Longstanding beliefs about how children read accentuate the importance of phonological processing in mapping letters to sound. However, when one considers the nature of the script being read, the process can be far more complicated, particularly in the case of an alphabetic script like English (Share, 2008). Cross-cultural reading research reveals alternative modes of processing text that is not entirely phonological. Chinese is known for its non-alphabetic script and its greater reliance upon morphological processing (Anderson & Kuo, 2006), visual skills (Ho & Bryant, 1997; Huang & Hanley, 1994; McBride-Chang & Zhong, 2003), and radical awareness- all argued to be essential skills in deciphering the character-based script. Learning to read in China raises some intriguing questions particularly with the exposure of two different types of scripts (Pinyin- alphabetic and characters non-alphabetic). Chinese young children learn Pinyin, an alphabetic script, in the early years of elementary school as a way to standardize the spoken language then are transitioned out of this writing system to the more commonly used Simplified character reading (Shu & Anderson, 2003).

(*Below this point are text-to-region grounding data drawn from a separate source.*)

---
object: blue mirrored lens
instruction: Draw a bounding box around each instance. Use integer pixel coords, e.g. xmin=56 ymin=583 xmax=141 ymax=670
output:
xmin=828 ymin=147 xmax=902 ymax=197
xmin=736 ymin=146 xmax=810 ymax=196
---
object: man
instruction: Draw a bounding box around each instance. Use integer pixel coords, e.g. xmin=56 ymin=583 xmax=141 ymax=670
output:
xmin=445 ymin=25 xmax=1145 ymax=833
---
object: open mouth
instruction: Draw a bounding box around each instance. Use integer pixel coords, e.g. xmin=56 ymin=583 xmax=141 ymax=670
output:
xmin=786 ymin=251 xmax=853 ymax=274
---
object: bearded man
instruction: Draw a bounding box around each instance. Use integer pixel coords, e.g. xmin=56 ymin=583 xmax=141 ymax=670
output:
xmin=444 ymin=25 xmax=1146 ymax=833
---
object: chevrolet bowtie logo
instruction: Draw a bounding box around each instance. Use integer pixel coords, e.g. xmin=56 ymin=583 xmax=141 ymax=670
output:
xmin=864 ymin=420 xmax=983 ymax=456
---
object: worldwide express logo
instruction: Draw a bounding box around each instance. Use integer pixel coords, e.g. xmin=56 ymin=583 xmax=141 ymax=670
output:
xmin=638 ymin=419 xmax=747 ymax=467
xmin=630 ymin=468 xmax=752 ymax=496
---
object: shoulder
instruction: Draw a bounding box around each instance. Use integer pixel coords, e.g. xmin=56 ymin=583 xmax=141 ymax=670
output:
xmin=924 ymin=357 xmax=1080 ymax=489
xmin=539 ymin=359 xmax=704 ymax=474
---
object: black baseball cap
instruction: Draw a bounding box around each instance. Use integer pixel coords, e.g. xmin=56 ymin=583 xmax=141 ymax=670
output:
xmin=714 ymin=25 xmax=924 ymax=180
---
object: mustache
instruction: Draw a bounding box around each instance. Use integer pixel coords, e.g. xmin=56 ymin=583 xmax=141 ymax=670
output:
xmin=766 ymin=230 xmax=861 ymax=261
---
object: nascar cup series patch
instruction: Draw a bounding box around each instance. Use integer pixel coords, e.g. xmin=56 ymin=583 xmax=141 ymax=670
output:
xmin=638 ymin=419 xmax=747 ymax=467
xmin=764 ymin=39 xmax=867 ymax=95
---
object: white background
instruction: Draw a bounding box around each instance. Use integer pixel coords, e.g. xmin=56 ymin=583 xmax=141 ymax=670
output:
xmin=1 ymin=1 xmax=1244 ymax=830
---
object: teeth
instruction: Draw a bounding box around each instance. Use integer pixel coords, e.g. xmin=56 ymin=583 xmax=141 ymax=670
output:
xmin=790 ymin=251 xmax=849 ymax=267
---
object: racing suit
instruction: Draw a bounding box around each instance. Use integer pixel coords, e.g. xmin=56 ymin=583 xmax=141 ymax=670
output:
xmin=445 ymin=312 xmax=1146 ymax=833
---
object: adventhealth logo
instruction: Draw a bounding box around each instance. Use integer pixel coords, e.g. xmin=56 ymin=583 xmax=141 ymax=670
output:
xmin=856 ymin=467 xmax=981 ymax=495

Given these pedagogical traditions, how do deaf children learn to read Chinese given their limited exposure to the spoken language and their varying exposure to Chinese Sign Language? What are the implications of teaching alphabetic and non-alphabetic scripts on the learning to read process for deaf children? Does the visual and semantic structure of Chinese better facilitate reading than a sound-based system like Pinyin or English? Furthermore, we must consider the relationship between the languages in the child’s environment (e.g., a tonal spoken language and a signed language) and the varying scripts (alphabetic and non-alphabetic Chinese).
This qualitative study investigates past and present experiences of Deaf teachers related to the process of learning to read. In childhood, how were they introduced to the scripts and languages? In their current classrooms, what pedagogical practices do they use in teaching deaf children to read? Qualitative data were collected through teacher interviews and classroom observations. The data analysis approach relies upon principles incorporated from Grounded Theory (Bryant & Charmaz, 2007) and reveals the importance of sign language as a visual communicative strategy in teaching reading. The instruction of Pinyin is suggested more as a tool for speech training rather than a prerequisite for learning to read. Engaging in a cross-cultural analysis of deaf children’s reading practices enables researchers and practitioners to better understand the sociocultural and sociolinguistic influences that drive and shape reading instruction. Furthermore, investigating a context where the script is less sound-based allows us to explore just how visual a Deaf reader can be.